Le fleuron de l’empire Kirch emploie 5.500 des quelque 9.500 salariés du Groupe Kirch et regroupe ses chaînes de télévision en clair (ProSieben, SAT.1, N24, DSF, Kabel1), ses droits de films et ses droits sportifs (droits de retransmission télévisée des deux prochaines Coupes du monde de football de 2002 et 2006 et du championnat d’Allemagne de football -Bundesliga- jusqu’en 2004).

Quatre de ses principales banques créancières (la Bayerische Landesbank, la HypoVereinsbank, la DZ Bank et la Commerzbank) devraient dévoiler un plan de sortie de crise. Il prévoit la création d’une société holding qui reprendrait les actifs sains du groupe : les activités de télévision commerciale en clair et les droits de films et de séries télévisées. Une injection d’argent frais dans la nouvelle société serait également prévue pour 800 millions d’euros. Le bouquet numérique payant de Kirch, Premiere World, ne fera pas partie de la nouvelle société et pourrait être fermé compte tenu des pertes énormes qu’il essuie (deux millions d’euros par jour).
Groupe Kirch

Le Groupe Kirch est composé d’une multitude de filiales. Plusieurs pôles se dégagent.
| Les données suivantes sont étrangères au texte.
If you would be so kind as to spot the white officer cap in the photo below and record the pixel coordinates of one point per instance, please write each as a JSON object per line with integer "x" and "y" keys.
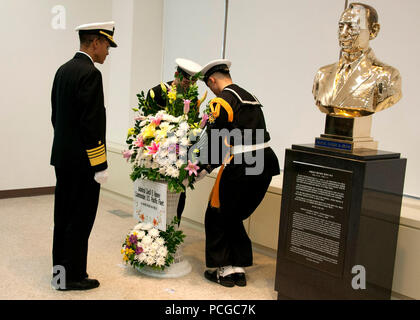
{"x": 215, "y": 66}
{"x": 187, "y": 67}
{"x": 105, "y": 29}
Le pilier est KirchMedia. La société détient les droits sur de nombreux films, programmes, dont ceux concernant la retransmission des matches de la Coupe du monde de football et de la Bundesliga, ainsi que plusieurs chaînes de télévision rentables (SAT1, Pro Sieben, etc.), KirchMedia est d’ailleurs paradoxalement la plus rentable des filiales de Kirch.

Le pôle KirchPay TV. C’est le département télévision à péage du groupe, dont la chaîne Premiere. Le maillon faible est ici.

Le troisième pôle, KirchBeteiligung, regroupe plusieurs participations dans le cinéma (Constantin Film) ainsi que la société contrôlant les droits de Formule 1 (Slec).